El futuro ha llegado a Río: tecnología de película en los Juegos Olímpicos

De la realidad virtual a los contadores de vueltas digitales sumergidos, así transforma las innovaciones la experiencia del atleta y del espectador en los Juegos Olímpicos


De los Juegos Olímpicos que se celebran estos días en Brasil se ha llegado a decir que son los peores de la historia. El país, prometedor y emergente cuando fue elegido, no ha sabido atajar a tiempo, ni siquiera disimular para la ocasión, la acusada crisis política, económica y social que le ha arrastrado a recibir a los mejores deportistas del mundo en apartamentos precarios, sin luz, con cortes de agua y fugas de gas. Se quejan de problemas en el transporte, de que los ríos en los que compiten están contaminados. La amenaza del zika y el fantasma del dopaje tampoco ayudan. Pero hay algo en lo que Río es, de momento, el mejor. Han pasado cuatro años desde Londres 2012. Toda una vida en términos de progreso tecnológico.
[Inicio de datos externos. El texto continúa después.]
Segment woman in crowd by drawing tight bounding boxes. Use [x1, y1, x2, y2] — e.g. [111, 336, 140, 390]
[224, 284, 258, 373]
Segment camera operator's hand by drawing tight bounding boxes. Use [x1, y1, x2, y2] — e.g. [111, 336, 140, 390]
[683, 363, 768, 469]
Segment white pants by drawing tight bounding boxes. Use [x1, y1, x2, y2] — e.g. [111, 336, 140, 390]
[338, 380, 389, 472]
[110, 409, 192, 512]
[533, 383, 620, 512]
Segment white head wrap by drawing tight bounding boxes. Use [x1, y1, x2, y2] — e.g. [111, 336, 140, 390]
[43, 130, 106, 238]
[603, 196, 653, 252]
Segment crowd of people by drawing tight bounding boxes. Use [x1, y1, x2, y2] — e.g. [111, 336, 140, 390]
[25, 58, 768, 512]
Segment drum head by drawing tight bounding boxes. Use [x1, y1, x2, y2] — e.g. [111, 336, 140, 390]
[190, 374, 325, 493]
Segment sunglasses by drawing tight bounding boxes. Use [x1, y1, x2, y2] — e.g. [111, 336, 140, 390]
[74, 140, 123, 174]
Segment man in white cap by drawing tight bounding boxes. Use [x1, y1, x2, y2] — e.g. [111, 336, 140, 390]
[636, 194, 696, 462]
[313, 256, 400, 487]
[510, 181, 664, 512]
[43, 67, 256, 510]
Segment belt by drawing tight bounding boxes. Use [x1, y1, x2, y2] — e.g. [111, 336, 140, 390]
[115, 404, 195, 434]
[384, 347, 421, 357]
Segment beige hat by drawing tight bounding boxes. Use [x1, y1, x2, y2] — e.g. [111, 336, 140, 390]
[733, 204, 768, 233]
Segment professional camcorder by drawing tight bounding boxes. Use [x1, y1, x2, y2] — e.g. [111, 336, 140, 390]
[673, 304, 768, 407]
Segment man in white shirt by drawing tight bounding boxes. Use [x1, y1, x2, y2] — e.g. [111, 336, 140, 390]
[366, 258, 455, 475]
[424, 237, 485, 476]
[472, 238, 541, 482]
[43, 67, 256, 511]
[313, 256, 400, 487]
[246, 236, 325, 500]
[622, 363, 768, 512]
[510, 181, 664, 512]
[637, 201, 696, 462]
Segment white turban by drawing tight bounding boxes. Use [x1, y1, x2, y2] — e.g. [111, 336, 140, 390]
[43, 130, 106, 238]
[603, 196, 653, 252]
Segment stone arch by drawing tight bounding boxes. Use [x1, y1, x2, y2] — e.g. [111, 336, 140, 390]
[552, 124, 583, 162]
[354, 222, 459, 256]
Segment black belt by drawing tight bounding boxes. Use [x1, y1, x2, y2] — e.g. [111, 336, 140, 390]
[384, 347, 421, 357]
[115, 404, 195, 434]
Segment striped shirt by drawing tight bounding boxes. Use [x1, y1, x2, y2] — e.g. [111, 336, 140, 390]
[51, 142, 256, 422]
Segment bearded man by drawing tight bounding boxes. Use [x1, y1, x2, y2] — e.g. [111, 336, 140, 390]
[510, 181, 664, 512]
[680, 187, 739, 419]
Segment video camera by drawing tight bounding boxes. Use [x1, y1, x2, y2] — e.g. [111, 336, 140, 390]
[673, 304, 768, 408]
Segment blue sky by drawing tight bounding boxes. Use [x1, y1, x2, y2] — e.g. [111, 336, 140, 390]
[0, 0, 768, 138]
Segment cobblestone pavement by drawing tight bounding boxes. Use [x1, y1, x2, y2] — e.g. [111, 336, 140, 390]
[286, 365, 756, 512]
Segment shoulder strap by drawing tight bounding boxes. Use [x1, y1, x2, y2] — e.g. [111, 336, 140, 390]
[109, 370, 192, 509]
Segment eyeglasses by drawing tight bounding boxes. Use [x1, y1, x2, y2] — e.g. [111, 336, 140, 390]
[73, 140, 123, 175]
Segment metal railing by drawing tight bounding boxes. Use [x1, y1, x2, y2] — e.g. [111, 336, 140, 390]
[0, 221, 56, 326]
Ya entonces la apuesta por la innovación fue importante. La organización se volcó para mejorar la experiencia audiovisual del espectador, que, desde el sofá, asistió por primera vez a detallados y espectaculares planos llenos de matices. Piruetas sincronizadas bajo el agua. Primeros planos de talones impactando contra el suelo tras un salto. El sonido hueco del golpe. También el móvil, en plena efervescencia, tuvo una alta cuota de protagonismo. Hoy, sin embargo, con 7.000 millones de dispositivos en todo el mundo a los que atender y tecnologías de última generación oliendo a nuevo, los Juegos son mucho más que el mayor evento deportivo internacional. Son más que nunca puro espectáculo.

Río 2016 cuenta con 70.000 puntos wifi, 12.000 equipos informáticos, 250 servidores, 15.000 teléfonos fijos y 20.000 móviles y 15.000 radios. Cuatro globos con trece cámaras de alta resolución cada uno velan por la seguridad de atletas y público. 4.000 terminales NFC permiten pagos a través del móvil, como también los brazaletes recargables puestos a disposición del público por Visa, que funcionan como tarjetas de crédito. Más de cuatro millones de metros cuadrados -lo que equivale a más de mil campos de fútbol- se iluminan estos días con luces LED, panorámicas de 360 grados permiten recorrer los 25 recintos olímpicos y, por primera vez, las favelas aparecen en los mapas de Google. Pero lo más espectacular del tema tiene que ver con la mejora del rendimiento de los atletas y la experiencia del espectador.

Por primera vez, las disciplinas de voleibol (también en su modalidad playera) permiten, de la misma manera que ocurre en el tenis con el ojo de halcón, revisar jugadas a través de una pantalla gigante y comprobar si la decisión del árbitro ha sido correcta. Las piscinas cuentan con monitores bajo el agua que computan las vueltas, de forma que cada vez que un nadador toca la pared, un panel táctil le muestra, para que no se pierda, la distancia que lleva recorrida. Y el tiro tiene a su disposición en esta ocasión un eficaz sistema de sensores que informa con precisión milimétrica del lugar exacto en el que impacta una flecha. Mucho más exacto que el ojo humano, identifica el punto concreto con un margen de error de apenas 0,2 milímetros. Las embarcaciones están equipadas con dispositivos GPS para que los aficionados dispongan a cada instante de datos sobre la velocidad, cambios de ritmo y estrategias. Tampoco hay dudas ya en las líneas de meta. Una nueva cámara de alta velocidad es capaz de tomar 10.000 imágenes por segundo.

Y luego está la realidad virtual: más de 85 horas de contenidos, que incluyen ceremonias y destacadas competiciones, están a disposición de todos aquellos que se hayan hecho con las gafas Gear VR de Samsung. ¿Qué significa esto? Que vivirán los Juegos como si estuviesen allí mismo, en pleno invierno brasileño, disfrutando en primera fila de la función.